'Skyscraper curse' stalks $3.6B Seoul tower's builder

Visitors are silhouetted as they take photographs from the glass-bottomed observation deck at the Lotte Corp. World Tower in Seoul, South Korea, earlier this month.
Visitors are silhouetted as they take photographs from the glass-bottomed observation deck at the Lotte Corp. World Tower in Seoul, South Korea, earlier this month.

The glass-bottomed observation deck sitting 118 stories up in the Seoul, South Korea, sky isn't for the faint of heart. That condition would apply to the tower's builder, the Lotte Group, as well.

After almost seven years of planning and $3.6 billion in spending, the conglomerate is preparing to unwrap its Lotte World Tower to the public.
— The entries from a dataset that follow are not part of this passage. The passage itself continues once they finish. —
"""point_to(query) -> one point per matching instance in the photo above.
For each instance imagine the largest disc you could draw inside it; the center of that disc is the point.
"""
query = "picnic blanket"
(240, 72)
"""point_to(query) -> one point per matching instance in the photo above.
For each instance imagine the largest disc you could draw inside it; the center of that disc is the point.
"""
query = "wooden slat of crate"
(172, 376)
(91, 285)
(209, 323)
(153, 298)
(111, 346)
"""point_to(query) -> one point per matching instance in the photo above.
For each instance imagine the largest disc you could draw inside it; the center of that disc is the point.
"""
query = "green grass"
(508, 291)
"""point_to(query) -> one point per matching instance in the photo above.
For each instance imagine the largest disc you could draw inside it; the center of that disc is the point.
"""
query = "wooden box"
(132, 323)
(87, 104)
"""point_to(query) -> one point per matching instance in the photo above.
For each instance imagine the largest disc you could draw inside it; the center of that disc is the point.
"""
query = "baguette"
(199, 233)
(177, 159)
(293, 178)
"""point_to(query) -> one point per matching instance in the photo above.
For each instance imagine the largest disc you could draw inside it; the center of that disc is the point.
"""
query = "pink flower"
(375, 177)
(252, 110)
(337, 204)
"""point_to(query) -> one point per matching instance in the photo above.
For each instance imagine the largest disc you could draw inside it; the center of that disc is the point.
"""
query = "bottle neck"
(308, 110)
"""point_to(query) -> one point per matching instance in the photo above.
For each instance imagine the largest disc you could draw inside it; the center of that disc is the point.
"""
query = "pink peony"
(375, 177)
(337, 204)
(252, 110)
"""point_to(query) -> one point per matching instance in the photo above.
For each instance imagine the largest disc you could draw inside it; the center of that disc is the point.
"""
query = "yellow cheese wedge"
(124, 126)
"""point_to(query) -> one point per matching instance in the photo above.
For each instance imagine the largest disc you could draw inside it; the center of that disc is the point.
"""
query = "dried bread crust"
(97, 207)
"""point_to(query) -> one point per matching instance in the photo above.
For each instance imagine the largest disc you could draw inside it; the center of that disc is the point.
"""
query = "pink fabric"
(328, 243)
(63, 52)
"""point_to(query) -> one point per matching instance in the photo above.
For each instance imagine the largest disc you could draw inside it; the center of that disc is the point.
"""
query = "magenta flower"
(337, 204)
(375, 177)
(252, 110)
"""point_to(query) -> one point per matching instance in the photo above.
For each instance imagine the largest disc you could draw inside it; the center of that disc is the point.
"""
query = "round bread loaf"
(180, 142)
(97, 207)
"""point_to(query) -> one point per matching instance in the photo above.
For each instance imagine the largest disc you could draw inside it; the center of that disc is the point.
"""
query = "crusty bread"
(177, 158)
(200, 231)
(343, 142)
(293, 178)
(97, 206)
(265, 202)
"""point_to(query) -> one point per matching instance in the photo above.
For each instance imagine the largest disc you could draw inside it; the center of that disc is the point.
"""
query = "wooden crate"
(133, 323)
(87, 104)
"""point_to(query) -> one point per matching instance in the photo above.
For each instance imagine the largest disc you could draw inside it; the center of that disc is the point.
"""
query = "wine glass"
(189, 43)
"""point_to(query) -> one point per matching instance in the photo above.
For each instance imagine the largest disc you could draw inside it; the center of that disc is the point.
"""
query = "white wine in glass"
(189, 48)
The building boasts some record-setting amenities: highest glass floor at the top of a building and highest swimming pool.

Yet the debut couldn't come at a worse time for Lotte, the family-owned conglomerate with $81 billion in revenue that may be the latest victim of what's called the "skyscraper curse." The empire's 94-year-old founder and three of his children face corruption charges, and its stores are at the epicenter of Chinese consumer retaliation for a U.S. missile-defense system being installed on land it donated.

"Lotte is kind of the perfect storm in terms of vulnerability," said Andrew Gilholm, Shanghai-based principal and director of analysis for Greater China and North Asia with Control Risks. "They're in sectors that are very exposed."

And that's more bad news for South Korea, which is being pummeled by concurrent political and economic crises. Park Geun-hye was impeached as president over a corruption scandal that has produced about 40 indictments, and she was questioned by prosecutors last week for the first time after losing her immunity.

The investigation ensnared Jay Y. Lee, de facto head of the country's biggest conglomerate, Samsung Group. The billionaire was jailed after being indicted on corruption charges. He has denied wrongdoing.

What was once the country's biggest container shipping company, Hanjin Shipping Co., declared bankruptcy last year, and Daewoo Shipbuilding & Marine Engineering Co., the world's biggest maker of ships, announced March 15 its fourth straight annual loss.

"Korea is definitely facing a lot of difficulties at home and abroad," said Emily Dabbs, economist with Moody's Analytics in Sydney. "Over the next year, we are going to see a low-growth environment."

Record-setting skyscrapers and economic hard times are no strangers, said Andrew Lawrence, Hong Kong-based founder of Oculus Research Asia and creator of the Skyscraper Index.

New York's Empire State Building debuted in 1931 during the Great Depression; work on Malaysia's Petronas Towers finished during the Asian financial crisis of the late 1990s; and Dubai's Burj Khalifa opened in 2010 as the property market there collapsed.

"Most of the skyscrapers are conceived in the up-cycle and completed in the recession, putting significant pressure on the companies that have built them," said Lawrence, who proposed the index for buildings of record height in 1999.

The relationship between skyscrapers and recessions has been named the "skyscraper curse" by Mark Thornton, senior fellow at the Mises Institute in Auburn, Ala. Lotte's 123-story tower got a taste of that misfortune last week, when the conglomerate said the scheduled Wednesday opening of the observation deck would be delayed until at least April 3 after an elevator malfunction.

Lotte faces other troubles too. The group's chairman, Shin Dong-bin, and three other family members went on trial last Monday on charges ranging from embezzlement to fiduciary breaches amounting to about $249 million.

The defendants include the group's founder, Shin Kyuk-ho, who first proposed the Lotte World Tower about 30 years ago. The family members deny the charges.

The group's then-vice chairman, Lee In-won, was found dead in August, just hours before he was scheduled to be questioned by prosecutors investigating allegations of slush funds, embezzlement and tax evasion at the group.

The court set a hearing Monday for Shin Dong-bin and Lotte executives in the trial, which may last months before a verdict is reached. A hearing date for other family members will be set later.

As the legal troubles grind on, South Korea's government is trying to help. The trade minister raised the issue of China's retaliation against the tourism and retail sectors with the World Trade Organization, Kang Myung-soo, director-general of the Trade Ministry's trade cooperation bureau, said by text message last Monday.

Still, the economic repercussions could get worse in the short term since Lotte and other Korean companies have limited ability to resist Chinese pressure. China says the missile shield called Thaad will break the regional strategic balance and wants it withdrawn.

"There's more to come," Gilholm said. "China's position is very, very clear, and they haven't gotten what they want."

Information for this article was contributed by Jiyeun Lee of Bloomberg News.